The integrated SHAP analysis revealed that polarizability, HOMO energy, and partial charges at C2 and C4 positions are key determinants of cytotoxicity. A moderate increase in polarizability and more negative HOMO values were associated with enhanced activity, suggesting favorable dipole-related interactions with electron-deficient targets. In particular, compounds with hydroxyl or O-benzyl substituents showed higher cytotoxicity, while quinone-containing derivatives like DH_32 exhibited significantly lower potency, corroborating recent independent reports. This phenomenon needs to be observed further in the future experiments. Applicability domain (AD) analysis using William’s plot, Mahalanobis, and Euclidean distance metrics identified DH_25 as an influential but well-modeled compound, with HOMO energy being a distinguishing factor. These analyses validated the model’s generalizability and offered mechanistic insights into compound behavior within chemical space.

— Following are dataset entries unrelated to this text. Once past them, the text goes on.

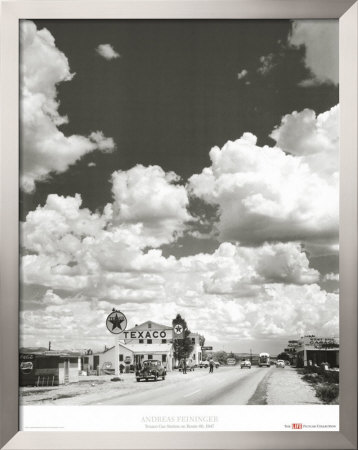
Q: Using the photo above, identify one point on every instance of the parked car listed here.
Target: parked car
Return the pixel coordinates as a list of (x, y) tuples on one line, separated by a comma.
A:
[(190, 364), (245, 363), (151, 369)]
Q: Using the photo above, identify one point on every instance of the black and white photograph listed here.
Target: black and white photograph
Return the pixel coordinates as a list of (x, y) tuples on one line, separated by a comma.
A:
[(179, 213)]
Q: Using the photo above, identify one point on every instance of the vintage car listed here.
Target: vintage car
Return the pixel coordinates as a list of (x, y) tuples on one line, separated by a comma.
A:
[(245, 363), (204, 364), (151, 369), (190, 364)]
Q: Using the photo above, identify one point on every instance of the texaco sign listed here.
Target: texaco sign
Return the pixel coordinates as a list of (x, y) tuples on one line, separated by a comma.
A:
[(116, 322)]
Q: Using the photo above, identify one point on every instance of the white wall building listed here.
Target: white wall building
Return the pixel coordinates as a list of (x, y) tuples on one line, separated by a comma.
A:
[(148, 340)]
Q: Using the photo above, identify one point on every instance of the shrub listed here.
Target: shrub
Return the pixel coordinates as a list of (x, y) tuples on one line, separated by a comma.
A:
[(327, 392), (331, 376), (311, 378)]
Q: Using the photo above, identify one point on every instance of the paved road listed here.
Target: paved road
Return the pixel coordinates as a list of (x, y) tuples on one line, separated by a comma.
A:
[(226, 386)]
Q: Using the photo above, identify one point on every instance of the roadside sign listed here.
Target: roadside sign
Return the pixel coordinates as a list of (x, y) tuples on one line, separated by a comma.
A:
[(116, 322), (178, 331)]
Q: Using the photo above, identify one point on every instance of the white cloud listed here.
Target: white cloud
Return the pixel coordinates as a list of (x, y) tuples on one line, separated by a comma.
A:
[(242, 74), (150, 198), (107, 51), (267, 63), (276, 311), (45, 149), (266, 193), (249, 292), (331, 277), (320, 38)]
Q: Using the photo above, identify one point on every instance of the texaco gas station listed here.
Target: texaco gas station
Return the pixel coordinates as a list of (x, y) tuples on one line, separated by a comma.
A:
[(146, 341)]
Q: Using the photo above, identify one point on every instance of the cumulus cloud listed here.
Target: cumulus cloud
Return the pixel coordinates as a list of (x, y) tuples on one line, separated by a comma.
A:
[(267, 63), (320, 39), (277, 194), (242, 74), (277, 311), (107, 51), (150, 198), (44, 147), (331, 277), (251, 292)]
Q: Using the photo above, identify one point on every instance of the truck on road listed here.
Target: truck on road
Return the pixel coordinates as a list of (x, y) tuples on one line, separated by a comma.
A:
[(264, 359)]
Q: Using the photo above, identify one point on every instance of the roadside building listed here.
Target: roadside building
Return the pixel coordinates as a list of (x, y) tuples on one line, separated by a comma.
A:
[(291, 350), (312, 350), (149, 340), (196, 354), (48, 368)]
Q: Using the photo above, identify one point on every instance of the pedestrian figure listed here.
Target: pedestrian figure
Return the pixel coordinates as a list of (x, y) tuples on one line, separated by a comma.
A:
[(211, 365)]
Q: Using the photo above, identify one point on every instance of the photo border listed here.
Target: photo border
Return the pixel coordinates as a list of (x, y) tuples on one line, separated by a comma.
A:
[(11, 12)]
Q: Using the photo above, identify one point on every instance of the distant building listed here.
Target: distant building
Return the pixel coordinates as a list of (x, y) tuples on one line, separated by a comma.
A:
[(48, 368), (312, 350)]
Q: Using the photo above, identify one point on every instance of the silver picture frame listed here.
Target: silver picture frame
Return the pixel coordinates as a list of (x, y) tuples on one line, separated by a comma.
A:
[(11, 12)]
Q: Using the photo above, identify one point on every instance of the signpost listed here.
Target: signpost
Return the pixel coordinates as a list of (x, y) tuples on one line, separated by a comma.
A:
[(179, 332), (116, 323), (231, 361)]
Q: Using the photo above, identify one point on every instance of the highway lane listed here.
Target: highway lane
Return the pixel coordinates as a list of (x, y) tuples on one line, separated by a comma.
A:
[(227, 385)]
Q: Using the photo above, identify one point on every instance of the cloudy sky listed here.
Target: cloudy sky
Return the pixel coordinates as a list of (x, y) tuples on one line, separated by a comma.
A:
[(179, 167)]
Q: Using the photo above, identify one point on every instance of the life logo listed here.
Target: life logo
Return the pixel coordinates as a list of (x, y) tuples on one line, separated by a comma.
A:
[(26, 367)]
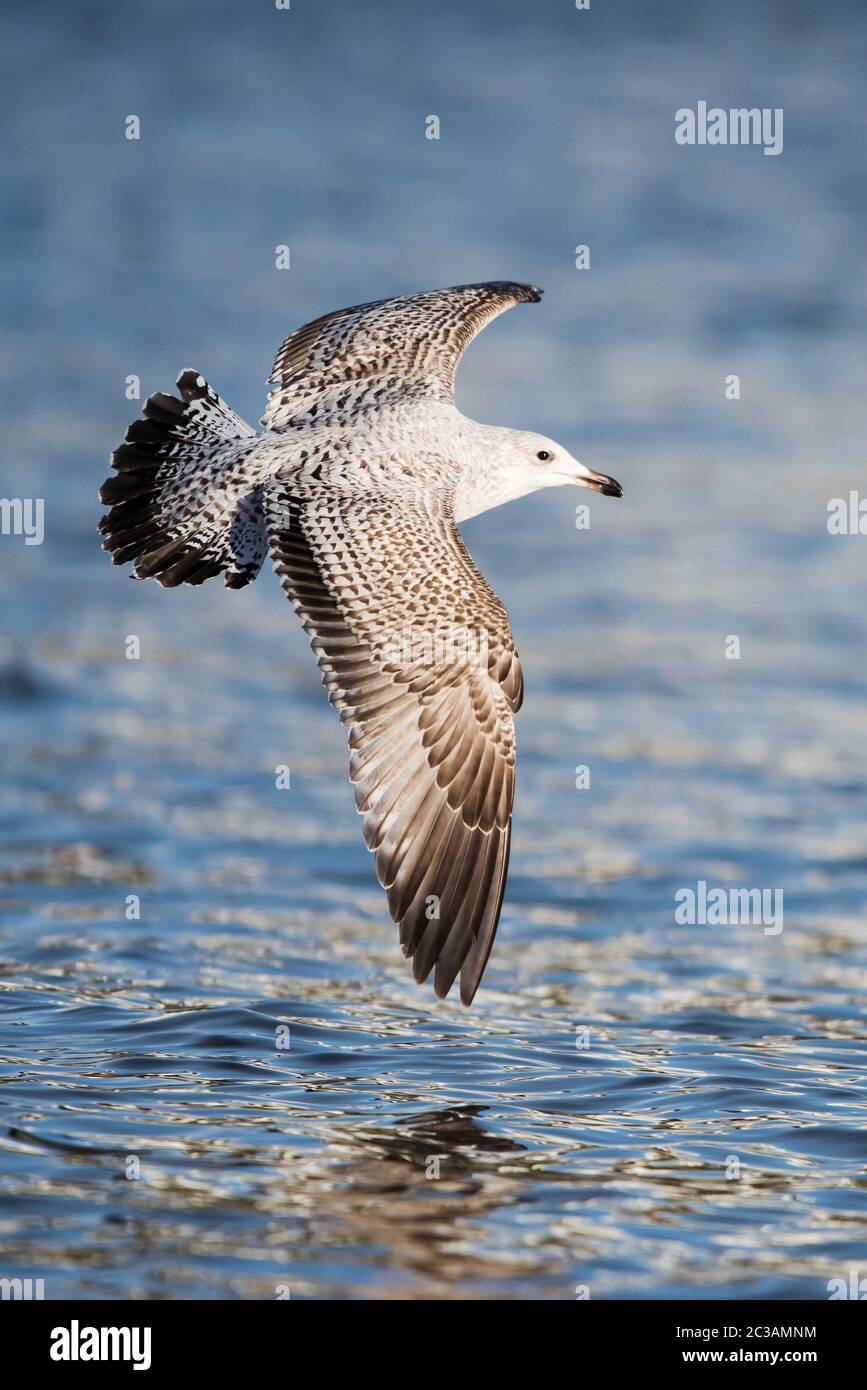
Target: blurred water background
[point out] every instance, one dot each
(156, 1039)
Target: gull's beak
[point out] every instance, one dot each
(595, 481)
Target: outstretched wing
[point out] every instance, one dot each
(185, 495)
(385, 350)
(417, 655)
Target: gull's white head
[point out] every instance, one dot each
(546, 464)
(517, 462)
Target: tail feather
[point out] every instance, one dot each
(185, 494)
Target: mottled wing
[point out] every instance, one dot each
(417, 656)
(186, 491)
(368, 355)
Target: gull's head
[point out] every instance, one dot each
(543, 463)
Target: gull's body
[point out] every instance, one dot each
(356, 487)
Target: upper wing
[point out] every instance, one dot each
(185, 498)
(417, 655)
(392, 348)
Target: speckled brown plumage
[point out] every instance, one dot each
(356, 485)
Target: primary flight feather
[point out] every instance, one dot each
(354, 487)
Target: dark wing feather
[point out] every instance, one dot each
(417, 656)
(385, 350)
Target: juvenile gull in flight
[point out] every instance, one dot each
(356, 485)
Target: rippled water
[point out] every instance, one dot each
(581, 1123)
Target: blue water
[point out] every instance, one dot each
(156, 1137)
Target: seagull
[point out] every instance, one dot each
(356, 487)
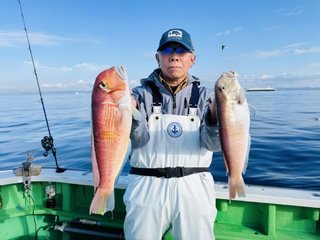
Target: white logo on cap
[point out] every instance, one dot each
(175, 33)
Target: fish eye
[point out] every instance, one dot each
(102, 84)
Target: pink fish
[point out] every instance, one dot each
(234, 122)
(111, 124)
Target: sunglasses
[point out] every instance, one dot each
(170, 50)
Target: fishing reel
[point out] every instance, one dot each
(47, 144)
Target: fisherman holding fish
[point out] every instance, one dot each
(170, 184)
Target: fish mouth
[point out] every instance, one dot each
(121, 72)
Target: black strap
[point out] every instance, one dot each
(167, 172)
(158, 99)
(195, 95)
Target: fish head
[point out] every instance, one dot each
(227, 87)
(110, 85)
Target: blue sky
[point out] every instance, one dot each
(270, 43)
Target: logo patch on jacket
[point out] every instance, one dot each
(174, 129)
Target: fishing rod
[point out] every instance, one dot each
(47, 141)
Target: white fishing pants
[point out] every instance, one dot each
(185, 205)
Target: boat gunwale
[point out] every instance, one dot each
(254, 193)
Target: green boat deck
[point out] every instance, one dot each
(26, 214)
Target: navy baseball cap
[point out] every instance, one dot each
(177, 35)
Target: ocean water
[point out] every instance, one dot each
(285, 132)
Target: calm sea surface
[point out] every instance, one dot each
(285, 131)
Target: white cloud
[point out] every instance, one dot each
(267, 76)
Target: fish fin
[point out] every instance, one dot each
(100, 203)
(252, 110)
(242, 96)
(236, 187)
(225, 164)
(95, 171)
(136, 114)
(111, 202)
(247, 156)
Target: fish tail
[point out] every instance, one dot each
(236, 186)
(99, 202)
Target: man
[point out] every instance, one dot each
(170, 185)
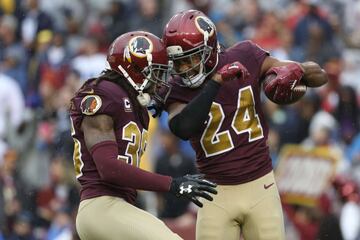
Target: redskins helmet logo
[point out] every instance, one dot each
(140, 46)
(90, 104)
(204, 24)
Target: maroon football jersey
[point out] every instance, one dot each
(231, 147)
(131, 136)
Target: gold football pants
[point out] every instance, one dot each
(252, 209)
(112, 218)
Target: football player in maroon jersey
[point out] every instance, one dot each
(109, 127)
(215, 103)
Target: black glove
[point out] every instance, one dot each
(193, 186)
(155, 108)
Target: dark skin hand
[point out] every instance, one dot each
(314, 75)
(97, 129)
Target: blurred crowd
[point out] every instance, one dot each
(48, 48)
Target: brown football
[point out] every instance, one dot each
(297, 92)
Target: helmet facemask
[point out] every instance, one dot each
(195, 75)
(155, 82)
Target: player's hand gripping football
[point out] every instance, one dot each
(285, 80)
(192, 187)
(231, 71)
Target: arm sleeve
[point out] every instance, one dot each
(193, 116)
(117, 172)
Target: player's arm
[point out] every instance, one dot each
(100, 140)
(308, 72)
(185, 120)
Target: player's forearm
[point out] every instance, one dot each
(314, 75)
(117, 172)
(190, 120)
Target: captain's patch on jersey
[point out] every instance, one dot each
(127, 105)
(90, 104)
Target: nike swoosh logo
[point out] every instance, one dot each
(89, 92)
(267, 186)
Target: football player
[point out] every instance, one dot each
(109, 128)
(215, 103)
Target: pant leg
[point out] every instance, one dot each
(264, 219)
(216, 220)
(109, 218)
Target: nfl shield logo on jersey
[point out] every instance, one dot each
(127, 105)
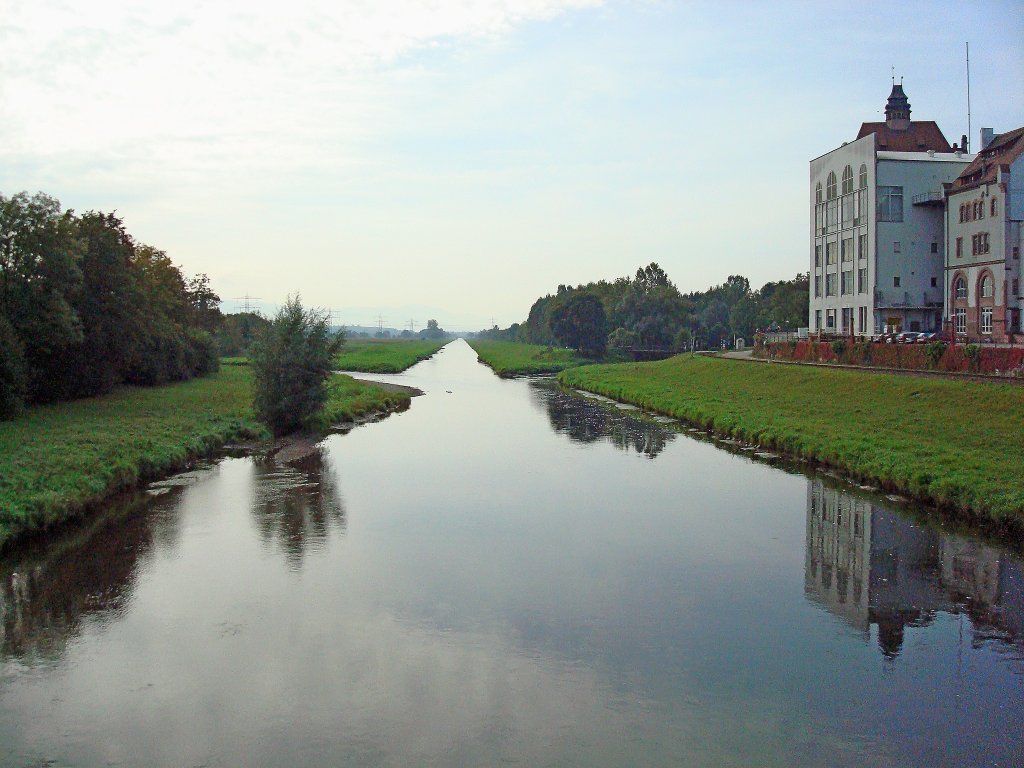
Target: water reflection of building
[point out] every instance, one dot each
(870, 565)
(585, 421)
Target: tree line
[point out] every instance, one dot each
(648, 311)
(85, 307)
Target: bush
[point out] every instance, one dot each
(201, 352)
(13, 373)
(934, 351)
(292, 360)
(973, 352)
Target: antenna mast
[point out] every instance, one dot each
(968, 47)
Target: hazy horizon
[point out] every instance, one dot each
(467, 157)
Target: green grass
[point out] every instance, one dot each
(510, 358)
(384, 355)
(55, 461)
(955, 443)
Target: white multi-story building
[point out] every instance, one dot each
(984, 213)
(877, 257)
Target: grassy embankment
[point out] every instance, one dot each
(955, 443)
(55, 461)
(384, 355)
(510, 358)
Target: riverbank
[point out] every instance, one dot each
(386, 355)
(58, 461)
(509, 358)
(952, 443)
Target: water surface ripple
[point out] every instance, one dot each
(510, 573)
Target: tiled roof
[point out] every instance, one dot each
(1003, 150)
(921, 136)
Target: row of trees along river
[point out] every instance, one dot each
(85, 307)
(648, 311)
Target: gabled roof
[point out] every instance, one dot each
(1001, 151)
(921, 136)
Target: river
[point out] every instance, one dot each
(508, 573)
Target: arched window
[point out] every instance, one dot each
(986, 287)
(847, 180)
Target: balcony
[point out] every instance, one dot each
(931, 200)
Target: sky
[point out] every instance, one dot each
(455, 160)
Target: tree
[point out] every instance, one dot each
(580, 323)
(292, 361)
(40, 252)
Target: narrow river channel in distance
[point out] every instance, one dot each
(509, 573)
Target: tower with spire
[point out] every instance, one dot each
(898, 109)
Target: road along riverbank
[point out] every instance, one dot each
(951, 443)
(58, 461)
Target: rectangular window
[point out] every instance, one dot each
(847, 320)
(960, 321)
(847, 210)
(890, 204)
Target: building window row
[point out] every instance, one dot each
(976, 210)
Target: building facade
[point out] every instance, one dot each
(984, 211)
(878, 235)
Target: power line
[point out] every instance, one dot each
(247, 298)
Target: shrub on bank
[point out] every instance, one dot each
(292, 359)
(936, 355)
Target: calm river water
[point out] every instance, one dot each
(510, 574)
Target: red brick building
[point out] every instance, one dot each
(984, 214)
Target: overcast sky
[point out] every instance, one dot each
(460, 158)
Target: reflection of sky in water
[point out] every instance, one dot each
(462, 584)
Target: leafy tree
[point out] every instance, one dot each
(40, 250)
(579, 322)
(292, 360)
(13, 374)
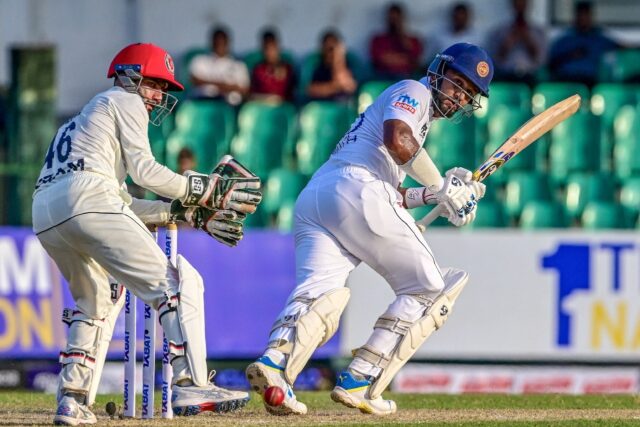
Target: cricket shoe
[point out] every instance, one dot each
(262, 374)
(353, 392)
(72, 413)
(191, 400)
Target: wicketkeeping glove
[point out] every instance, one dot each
(230, 186)
(223, 225)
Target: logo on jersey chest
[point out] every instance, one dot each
(407, 103)
(423, 130)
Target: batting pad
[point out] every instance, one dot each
(419, 332)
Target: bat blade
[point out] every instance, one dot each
(526, 134)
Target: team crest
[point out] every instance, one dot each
(482, 69)
(168, 62)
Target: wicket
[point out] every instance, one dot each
(149, 345)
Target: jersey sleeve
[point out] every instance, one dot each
(154, 212)
(133, 122)
(408, 101)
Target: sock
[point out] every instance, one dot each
(81, 398)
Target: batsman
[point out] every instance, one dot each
(354, 210)
(93, 229)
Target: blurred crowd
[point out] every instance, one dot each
(522, 51)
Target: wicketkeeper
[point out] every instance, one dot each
(93, 229)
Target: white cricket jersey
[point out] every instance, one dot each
(90, 157)
(363, 145)
(109, 137)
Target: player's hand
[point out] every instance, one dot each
(414, 197)
(457, 197)
(223, 225)
(477, 188)
(230, 186)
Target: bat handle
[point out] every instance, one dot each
(429, 218)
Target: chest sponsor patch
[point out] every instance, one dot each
(407, 103)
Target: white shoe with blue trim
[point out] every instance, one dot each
(352, 392)
(192, 400)
(72, 413)
(262, 374)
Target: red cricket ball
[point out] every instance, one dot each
(274, 396)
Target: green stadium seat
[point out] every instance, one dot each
(182, 67)
(451, 145)
(544, 96)
(626, 149)
(265, 135)
(523, 187)
(542, 214)
(490, 215)
(311, 61)
(584, 187)
(606, 101)
(503, 94)
(369, 91)
(603, 215)
(158, 138)
(282, 186)
(204, 126)
(322, 125)
(575, 146)
(630, 198)
(620, 66)
(502, 124)
(513, 96)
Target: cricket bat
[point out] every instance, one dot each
(529, 132)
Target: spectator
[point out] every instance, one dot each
(186, 160)
(395, 54)
(272, 79)
(459, 30)
(332, 79)
(218, 75)
(518, 48)
(575, 55)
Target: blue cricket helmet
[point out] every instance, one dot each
(470, 60)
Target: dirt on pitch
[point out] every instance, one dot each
(41, 413)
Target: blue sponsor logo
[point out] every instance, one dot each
(406, 99)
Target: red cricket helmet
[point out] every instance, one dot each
(147, 59)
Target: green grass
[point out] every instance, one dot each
(26, 408)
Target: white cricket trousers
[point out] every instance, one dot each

Overall, the findings from this research not only advance the understanding of the structure-activity relationships governing renieramycin derivatives but also establish a robust framework for the rational design of novel compounds. Future studies aimed at synthesizing the proposed compounds are needed to contribute to the development of more effective anticancer agents and enhance the therapeutic potential of renieramycins.